After reading this, you'll be familiar with how to configure tags to respect consent.

Prerequisites

For this tutorial you'll need:

• A Fides Cloud or Fides Enterprise account
• The role of Owner or Contributor for your Fides organization.
• Update and publisher permissions on your Google Tag Manager account.
• At least one system with a data use on your Data Map. Read how to add systems to the Data Map now.
• At least one privacy notice configured. Read how to configure privacy notices now.
• At least one privacy experience configured. Read how to configure privacy experiences now.
• Installed Fides.js on your web site. Read how to install fides.js now.

Create a GTM Variable

1. Navigate to Variables → New to create a new GTM Variable.
2. From the Choose variable type menu, select Data Layer Variable as the type:

3. Set the Data Layer Variable Name to the corresponding cookie key of the privacy notice you configured. In this example, we use Fides.consent.data_sales_and_sharing. Read about creating cookie keys as part of privacy notices here.
4. Give the variable a suitable, identifiable name, such as Fides.DataSalesAndSharing. In certain cases, you may want to set a default value. For example, in opt-out consent, you would set the default value to true. See the example below:

Configure a Trigger

Many third-party tools rely on you to correctly configure their tags to fire depending on user consent. A single consent trigger tag ensures that a third-party tag only fires when a user’s consent is appropriately set.

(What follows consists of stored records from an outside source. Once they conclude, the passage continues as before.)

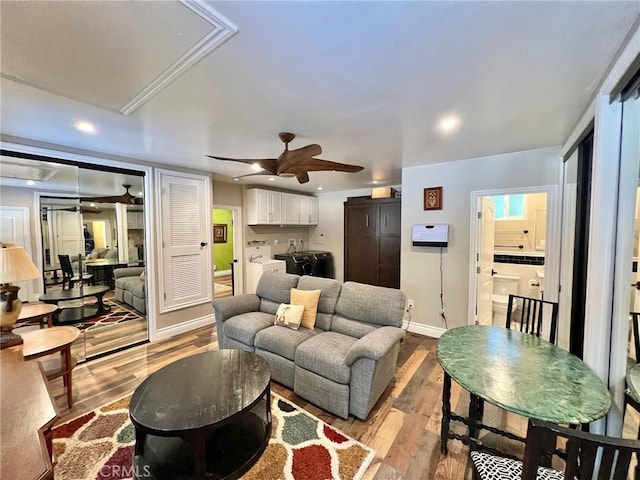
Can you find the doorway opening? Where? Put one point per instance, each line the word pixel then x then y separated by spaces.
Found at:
pixel 511 250
pixel 227 251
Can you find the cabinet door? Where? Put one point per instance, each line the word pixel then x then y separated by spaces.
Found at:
pixel 389 243
pixel 361 244
pixel 308 210
pixel 290 209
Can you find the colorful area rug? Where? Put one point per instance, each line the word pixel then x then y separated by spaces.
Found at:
pixel 118 313
pixel 99 445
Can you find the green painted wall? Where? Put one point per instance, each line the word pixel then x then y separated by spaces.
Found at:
pixel 223 252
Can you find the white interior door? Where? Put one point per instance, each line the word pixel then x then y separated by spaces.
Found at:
pixel 14 228
pixel 69 235
pixel 185 226
pixel 484 260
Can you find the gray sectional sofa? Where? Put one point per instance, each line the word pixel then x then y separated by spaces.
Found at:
pixel 345 363
pixel 130 288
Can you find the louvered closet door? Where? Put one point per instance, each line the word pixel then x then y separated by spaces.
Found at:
pixel 185 220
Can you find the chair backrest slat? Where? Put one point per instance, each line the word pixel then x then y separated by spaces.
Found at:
pixel 532 316
pixel 635 319
pixel 582 452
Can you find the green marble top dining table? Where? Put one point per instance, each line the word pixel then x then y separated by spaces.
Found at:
pixel 523 374
pixel 633 382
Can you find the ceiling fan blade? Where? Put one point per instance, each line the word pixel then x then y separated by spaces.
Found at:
pixel 290 158
pixel 262 172
pixel 269 164
pixel 126 197
pixel 303 177
pixel 318 165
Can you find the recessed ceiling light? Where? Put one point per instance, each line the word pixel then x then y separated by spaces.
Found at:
pixel 85 127
pixel 449 124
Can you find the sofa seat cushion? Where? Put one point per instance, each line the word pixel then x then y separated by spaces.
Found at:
pixel 324 355
pixel 244 327
pixel 137 288
pixel 282 341
pixel 127 283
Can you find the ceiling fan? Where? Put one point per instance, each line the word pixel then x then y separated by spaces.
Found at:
pixel 294 163
pixel 124 198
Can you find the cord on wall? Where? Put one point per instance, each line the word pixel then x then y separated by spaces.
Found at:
pixel 442 314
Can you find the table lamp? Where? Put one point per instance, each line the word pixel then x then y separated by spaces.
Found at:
pixel 15 266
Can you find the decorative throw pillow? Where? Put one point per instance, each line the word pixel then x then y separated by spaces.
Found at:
pixel 289 316
pixel 308 298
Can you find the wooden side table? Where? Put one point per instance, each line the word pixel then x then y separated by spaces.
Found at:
pixel 38 312
pixel 39 343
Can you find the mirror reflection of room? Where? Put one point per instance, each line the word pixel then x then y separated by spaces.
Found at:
pixel 91 237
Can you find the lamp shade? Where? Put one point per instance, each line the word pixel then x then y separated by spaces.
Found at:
pixel 15 265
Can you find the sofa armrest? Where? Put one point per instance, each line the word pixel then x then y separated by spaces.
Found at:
pixel 374 345
pixel 127 272
pixel 228 307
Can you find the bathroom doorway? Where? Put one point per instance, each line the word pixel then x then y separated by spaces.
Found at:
pixel 227 243
pixel 510 250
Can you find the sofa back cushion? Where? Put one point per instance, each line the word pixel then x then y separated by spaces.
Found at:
pixel 352 328
pixel 330 291
pixel 274 289
pixel 371 304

1. Navigate to Triggers → New to create a new Trigger.
2. From the Choose a trigger type menu, select the appropriate trigger, this can be anything you choose but is typically Page View or Custom Event:

3. Give the trigger a suitable, identifiable name, such as Fides.DataSalesAndSharing.OptOut
4. Set “This trigger fires on” to Some Page Views.
5. In the “Fire this trigger when…” option, set the following:
   • The event field to match your user-defined variable earlier (e.g. Fides.DataSalesAndSharing)
   • The evaluation to equals
   • The value to false

To suppress tags from firing where the user hasn't given consent, you can add your newly created trigger using the following steps:

1. Navigate to Tags and select the Tag you would like to add a consent trigger to.
2. Under Triggering you can add, remove or combine triggers. In this case, you are adding an exception that will suppress firing where you do not have consent. Select Add Exception to add your newly created trigger.

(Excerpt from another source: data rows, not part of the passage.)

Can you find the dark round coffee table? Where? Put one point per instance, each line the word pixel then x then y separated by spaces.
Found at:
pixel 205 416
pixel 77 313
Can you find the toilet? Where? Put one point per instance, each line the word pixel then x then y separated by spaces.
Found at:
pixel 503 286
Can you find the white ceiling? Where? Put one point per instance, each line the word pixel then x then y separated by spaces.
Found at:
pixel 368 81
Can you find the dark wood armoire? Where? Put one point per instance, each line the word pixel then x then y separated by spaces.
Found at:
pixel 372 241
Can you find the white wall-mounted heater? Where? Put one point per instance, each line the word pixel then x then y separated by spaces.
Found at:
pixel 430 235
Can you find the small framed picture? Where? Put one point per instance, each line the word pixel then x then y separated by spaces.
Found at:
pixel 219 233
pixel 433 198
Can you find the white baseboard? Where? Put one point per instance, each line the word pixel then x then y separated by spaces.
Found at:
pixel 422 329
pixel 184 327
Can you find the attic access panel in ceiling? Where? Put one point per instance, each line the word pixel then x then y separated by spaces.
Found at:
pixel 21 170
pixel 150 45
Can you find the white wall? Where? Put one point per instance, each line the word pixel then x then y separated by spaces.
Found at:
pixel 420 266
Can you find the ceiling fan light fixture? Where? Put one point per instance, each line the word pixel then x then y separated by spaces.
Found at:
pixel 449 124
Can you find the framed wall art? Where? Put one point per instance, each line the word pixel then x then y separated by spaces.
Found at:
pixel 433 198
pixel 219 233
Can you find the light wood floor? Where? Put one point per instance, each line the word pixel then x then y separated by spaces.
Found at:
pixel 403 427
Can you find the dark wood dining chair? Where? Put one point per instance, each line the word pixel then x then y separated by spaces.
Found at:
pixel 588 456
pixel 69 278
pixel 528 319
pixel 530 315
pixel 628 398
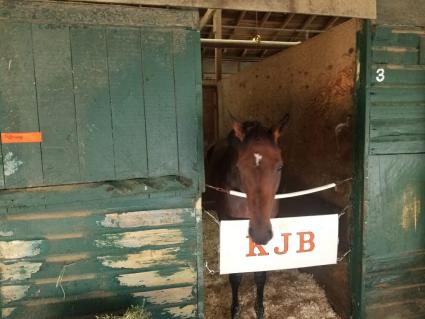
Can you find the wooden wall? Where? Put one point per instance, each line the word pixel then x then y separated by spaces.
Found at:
pixel 314 83
pixel 102 213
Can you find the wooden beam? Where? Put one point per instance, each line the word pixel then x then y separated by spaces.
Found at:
pixel 238 21
pixel 305 25
pixel 356 9
pixel 264 19
pixel 285 22
pixel 218 52
pixel 332 21
pixel 205 18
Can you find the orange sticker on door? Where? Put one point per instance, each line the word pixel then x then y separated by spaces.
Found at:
pixel 23 137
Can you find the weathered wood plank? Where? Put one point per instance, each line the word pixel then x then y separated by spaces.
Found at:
pixel 399 93
pixel 159 103
pixel 394 56
pixel 18 106
pixel 397 74
pixel 101 301
pixel 57 225
pixel 128 110
pixel 108 247
pixel 188 111
pixel 92 103
pixel 106 15
pixel 361 9
pixel 56 107
pixel 83 194
pixel 387 36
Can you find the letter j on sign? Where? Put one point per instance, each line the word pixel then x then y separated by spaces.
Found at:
pixel 297 242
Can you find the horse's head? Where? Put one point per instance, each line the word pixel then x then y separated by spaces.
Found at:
pixel 259 163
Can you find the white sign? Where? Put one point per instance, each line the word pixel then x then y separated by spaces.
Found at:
pixel 297 242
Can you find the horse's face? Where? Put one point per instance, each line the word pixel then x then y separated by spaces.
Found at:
pixel 259 165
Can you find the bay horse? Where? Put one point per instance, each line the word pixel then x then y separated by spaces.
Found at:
pixel 249 161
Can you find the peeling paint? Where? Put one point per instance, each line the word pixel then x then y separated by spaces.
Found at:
pixel 6 312
pixel 155 237
pixel 154 278
pixel 182 312
pixel 19 249
pixel 11 164
pixel 13 293
pixel 167 296
pixel 145 258
pixel 411 208
pixel 18 271
pixel 6 233
pixel 143 218
pixel 180 40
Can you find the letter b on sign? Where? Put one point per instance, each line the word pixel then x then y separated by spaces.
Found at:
pixel 306 240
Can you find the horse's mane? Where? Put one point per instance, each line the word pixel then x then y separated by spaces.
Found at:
pixel 254 131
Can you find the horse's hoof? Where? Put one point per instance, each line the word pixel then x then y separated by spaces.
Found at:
pixel 259 311
pixel 236 311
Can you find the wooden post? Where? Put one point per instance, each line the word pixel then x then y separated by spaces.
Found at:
pixel 218 51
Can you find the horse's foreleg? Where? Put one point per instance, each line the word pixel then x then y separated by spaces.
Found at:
pixel 260 281
pixel 235 281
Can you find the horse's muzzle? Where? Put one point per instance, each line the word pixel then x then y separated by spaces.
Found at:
pixel 260 237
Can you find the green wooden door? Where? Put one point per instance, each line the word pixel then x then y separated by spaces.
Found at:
pixel 102 213
pixel 390 279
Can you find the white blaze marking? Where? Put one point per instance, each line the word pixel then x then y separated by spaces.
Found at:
pixel 258 158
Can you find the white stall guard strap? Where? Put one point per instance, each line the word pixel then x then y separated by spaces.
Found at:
pixel 297 242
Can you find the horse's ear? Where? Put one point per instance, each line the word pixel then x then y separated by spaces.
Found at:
pixel 239 131
pixel 277 130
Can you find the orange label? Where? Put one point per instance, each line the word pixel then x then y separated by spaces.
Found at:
pixel 26 137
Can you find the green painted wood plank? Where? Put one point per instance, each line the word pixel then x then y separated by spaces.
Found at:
pixel 399 75
pixel 387 55
pixel 115 245
pixel 56 107
pixel 18 106
pixel 74 289
pixel 396 183
pixel 422 50
pixel 92 103
pixel 397 93
pixel 106 15
pixel 155 275
pixel 97 303
pixel 408 309
pixel 1 163
pixel 128 110
pixel 84 193
pixel 85 224
pixel 188 111
pixel 387 36
pixel 393 263
pixel 159 103
pixel 398 277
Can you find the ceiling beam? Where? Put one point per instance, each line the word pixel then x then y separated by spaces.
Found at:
pixel 285 22
pixel 305 25
pixel 332 21
pixel 264 19
pixel 356 9
pixel 205 18
pixel 241 16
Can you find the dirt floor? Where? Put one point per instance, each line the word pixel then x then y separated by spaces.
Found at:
pixel 288 294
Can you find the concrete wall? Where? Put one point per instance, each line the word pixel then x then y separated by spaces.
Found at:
pixel 314 82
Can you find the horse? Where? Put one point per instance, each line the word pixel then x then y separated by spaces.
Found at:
pixel 250 161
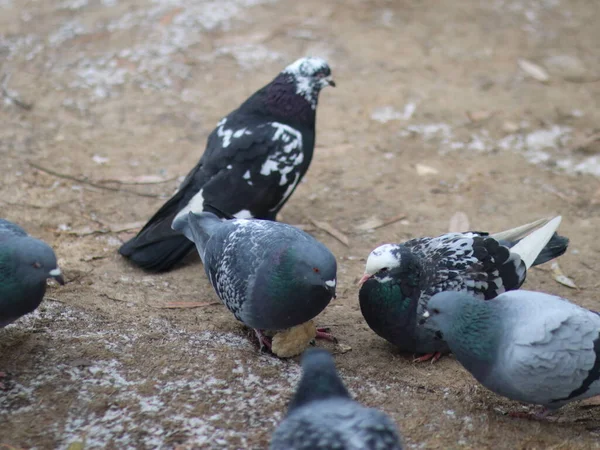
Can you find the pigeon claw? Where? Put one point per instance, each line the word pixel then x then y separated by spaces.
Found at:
pixel 263 339
pixel 324 333
pixel 540 414
pixel 429 356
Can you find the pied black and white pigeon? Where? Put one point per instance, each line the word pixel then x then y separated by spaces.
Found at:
pixel 323 416
pixel 25 265
pixel 270 275
pixel 400 279
pixel 527 346
pixel 254 159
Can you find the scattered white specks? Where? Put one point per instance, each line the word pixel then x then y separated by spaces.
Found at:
pixel 100 159
pixel 250 56
pixel 243 214
pixel 388 113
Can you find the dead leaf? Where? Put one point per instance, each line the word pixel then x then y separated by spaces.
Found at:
pixel 560 277
pixel 533 70
pixel 423 170
pixel 342 348
pixel 332 231
pixel 591 402
pixel 186 305
pixel 478 116
pixel 459 223
pixel 370 224
pixel 77 445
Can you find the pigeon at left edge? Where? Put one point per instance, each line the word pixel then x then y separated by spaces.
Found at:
pixel 254 160
pixel 271 276
pixel 25 265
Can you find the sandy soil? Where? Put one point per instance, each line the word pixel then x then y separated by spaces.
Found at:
pixel 129 90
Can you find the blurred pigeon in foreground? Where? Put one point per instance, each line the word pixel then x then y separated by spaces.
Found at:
pixel 270 275
pixel 25 265
pixel 527 346
pixel 400 279
pixel 322 416
pixel 253 161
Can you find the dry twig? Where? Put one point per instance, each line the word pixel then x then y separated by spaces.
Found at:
pixel 89 183
pixel 332 231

3. Select the consent trigger created earlier (e.g. Fides.DataSales.Consent), which will add it as an exception to your tag:

You should now see your trigger listed in your tag as an Exception. When configured as outlined in this tutorial, this tag will no longer fire if a user has opted out of Data Sales.

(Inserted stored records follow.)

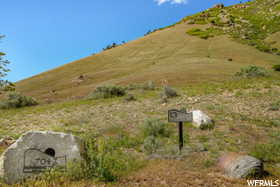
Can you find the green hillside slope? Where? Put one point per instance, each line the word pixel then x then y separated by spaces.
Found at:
pixel 171 54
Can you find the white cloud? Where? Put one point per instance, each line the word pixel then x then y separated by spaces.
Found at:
pixel 159 2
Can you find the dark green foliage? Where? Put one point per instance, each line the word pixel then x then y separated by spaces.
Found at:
pixel 16 100
pixel 156 128
pixel 151 144
pixel 3 69
pixel 276 67
pixel 111 46
pixel 267 152
pixel 105 158
pixel 200 33
pixel 150 85
pixel 168 92
pixel 130 97
pixel 275 106
pixel 252 71
pixel 104 92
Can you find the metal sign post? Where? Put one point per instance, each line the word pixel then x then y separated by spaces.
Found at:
pixel 180 116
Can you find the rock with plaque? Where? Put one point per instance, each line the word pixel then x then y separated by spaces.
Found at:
pixel 37 151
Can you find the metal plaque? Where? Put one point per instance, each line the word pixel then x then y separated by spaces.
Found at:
pixel 36 161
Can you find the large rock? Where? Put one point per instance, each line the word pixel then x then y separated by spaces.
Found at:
pixel 240 166
pixel 202 120
pixel 36 151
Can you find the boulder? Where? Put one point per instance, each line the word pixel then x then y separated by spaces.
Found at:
pixel 202 120
pixel 240 166
pixel 37 151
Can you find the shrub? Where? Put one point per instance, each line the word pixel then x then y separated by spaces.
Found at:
pixel 168 92
pixel 276 67
pixel 200 33
pixel 16 100
pixel 104 159
pixel 156 128
pixel 130 97
pixel 150 85
pixel 275 106
pixel 252 71
pixel 151 144
pixel 267 152
pixel 105 92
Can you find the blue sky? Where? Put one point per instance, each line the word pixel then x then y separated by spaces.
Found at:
pixel 44 34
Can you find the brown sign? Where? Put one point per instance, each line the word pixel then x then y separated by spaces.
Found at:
pixel 179 116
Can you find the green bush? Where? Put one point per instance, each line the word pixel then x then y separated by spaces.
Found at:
pixel 151 144
pixel 276 67
pixel 200 33
pixel 105 159
pixel 16 100
pixel 156 128
pixel 104 92
pixel 150 85
pixel 252 71
pixel 168 92
pixel 267 152
pixel 275 106
pixel 129 98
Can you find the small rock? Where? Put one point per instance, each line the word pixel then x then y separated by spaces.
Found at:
pixel 240 166
pixel 6 141
pixel 201 120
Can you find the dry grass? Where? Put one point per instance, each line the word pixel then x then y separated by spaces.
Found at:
pixel 169 54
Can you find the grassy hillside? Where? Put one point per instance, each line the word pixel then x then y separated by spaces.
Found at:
pixel 197 56
pixel 239 33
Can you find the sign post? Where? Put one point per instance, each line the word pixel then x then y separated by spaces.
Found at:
pixel 179 116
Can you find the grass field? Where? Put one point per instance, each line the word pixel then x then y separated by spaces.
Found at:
pixel 198 56
pixel 242 109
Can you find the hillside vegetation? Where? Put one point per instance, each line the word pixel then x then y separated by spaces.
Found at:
pixel 218 61
pixel 205 47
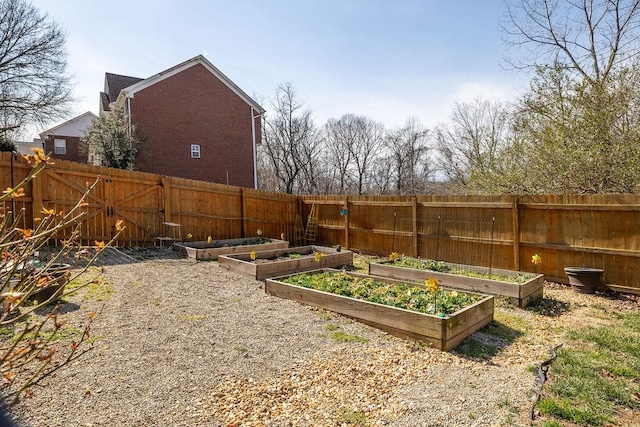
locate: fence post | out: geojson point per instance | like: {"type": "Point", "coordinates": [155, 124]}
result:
{"type": "Point", "coordinates": [516, 234]}
{"type": "Point", "coordinates": [414, 218]}
{"type": "Point", "coordinates": [37, 184]}
{"type": "Point", "coordinates": [243, 212]}
{"type": "Point", "coordinates": [166, 197]}
{"type": "Point", "coordinates": [346, 222]}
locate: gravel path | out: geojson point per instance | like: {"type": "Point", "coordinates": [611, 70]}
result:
{"type": "Point", "coordinates": [185, 343]}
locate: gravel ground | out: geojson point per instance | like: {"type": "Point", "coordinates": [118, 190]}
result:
{"type": "Point", "coordinates": [186, 343]}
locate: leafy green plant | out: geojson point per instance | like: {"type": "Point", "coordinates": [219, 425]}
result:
{"type": "Point", "coordinates": [443, 267]}
{"type": "Point", "coordinates": [410, 297]}
{"type": "Point", "coordinates": [294, 255]}
{"type": "Point", "coordinates": [356, 418]}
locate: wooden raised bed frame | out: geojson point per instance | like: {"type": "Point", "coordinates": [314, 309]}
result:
{"type": "Point", "coordinates": [242, 262]}
{"type": "Point", "coordinates": [444, 333]}
{"type": "Point", "coordinates": [520, 294]}
{"type": "Point", "coordinates": [211, 251]}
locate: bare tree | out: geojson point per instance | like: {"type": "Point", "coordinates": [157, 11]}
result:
{"type": "Point", "coordinates": [339, 137]}
{"type": "Point", "coordinates": [409, 152]}
{"type": "Point", "coordinates": [590, 37]}
{"type": "Point", "coordinates": [290, 141]}
{"type": "Point", "coordinates": [112, 140]}
{"type": "Point", "coordinates": [469, 146]}
{"type": "Point", "coordinates": [366, 147]}
{"type": "Point", "coordinates": [34, 87]}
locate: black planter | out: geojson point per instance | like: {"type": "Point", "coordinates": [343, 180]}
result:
{"type": "Point", "coordinates": [583, 279]}
{"type": "Point", "coordinates": [59, 276]}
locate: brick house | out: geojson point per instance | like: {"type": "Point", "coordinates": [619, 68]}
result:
{"type": "Point", "coordinates": [192, 122]}
{"type": "Point", "coordinates": [63, 141]}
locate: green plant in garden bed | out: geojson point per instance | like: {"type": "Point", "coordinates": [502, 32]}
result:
{"type": "Point", "coordinates": [411, 297]}
{"type": "Point", "coordinates": [443, 267]}
{"type": "Point", "coordinates": [596, 375]}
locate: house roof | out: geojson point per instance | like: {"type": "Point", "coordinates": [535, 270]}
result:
{"type": "Point", "coordinates": [114, 83]}
{"type": "Point", "coordinates": [71, 126]}
{"type": "Point", "coordinates": [130, 91]}
{"type": "Point", "coordinates": [24, 147]}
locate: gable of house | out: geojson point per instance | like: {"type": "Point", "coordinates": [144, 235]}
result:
{"type": "Point", "coordinates": [193, 122]}
{"type": "Point", "coordinates": [113, 85]}
{"type": "Point", "coordinates": [63, 140]}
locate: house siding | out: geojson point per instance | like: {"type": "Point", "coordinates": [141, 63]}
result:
{"type": "Point", "coordinates": [195, 107]}
{"type": "Point", "coordinates": [77, 151]}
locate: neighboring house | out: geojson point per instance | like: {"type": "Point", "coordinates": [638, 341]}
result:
{"type": "Point", "coordinates": [63, 141]}
{"type": "Point", "coordinates": [192, 121]}
{"type": "Point", "coordinates": [24, 148]}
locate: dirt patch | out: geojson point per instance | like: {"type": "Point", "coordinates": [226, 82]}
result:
{"type": "Point", "coordinates": [187, 343]}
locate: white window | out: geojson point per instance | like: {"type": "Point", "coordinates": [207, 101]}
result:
{"type": "Point", "coordinates": [60, 146]}
{"type": "Point", "coordinates": [195, 151]}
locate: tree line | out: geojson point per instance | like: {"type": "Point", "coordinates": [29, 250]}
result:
{"type": "Point", "coordinates": [576, 130]}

Configure Limited Data Use for Meta (Facebook)

Meta's implementation of data sales is unique to their platform, and requires specific configuration in Google Tag Manager.

To implement the Limited Data Use flag, the following modifications to your pixel are required:

1. Add the line below before the Facebook pixel is initialized fbq('init', '{{YOUR_FACEBOOK_PIXEL_ID}}');

{{Fides.DataSalesAndSharing}} ? fbq('dataProcessingOptions', []) : fbq('dataProcessingOptions', ['LDU'], 0, 0);

Save your changes. Your Limited Data Use is now configured!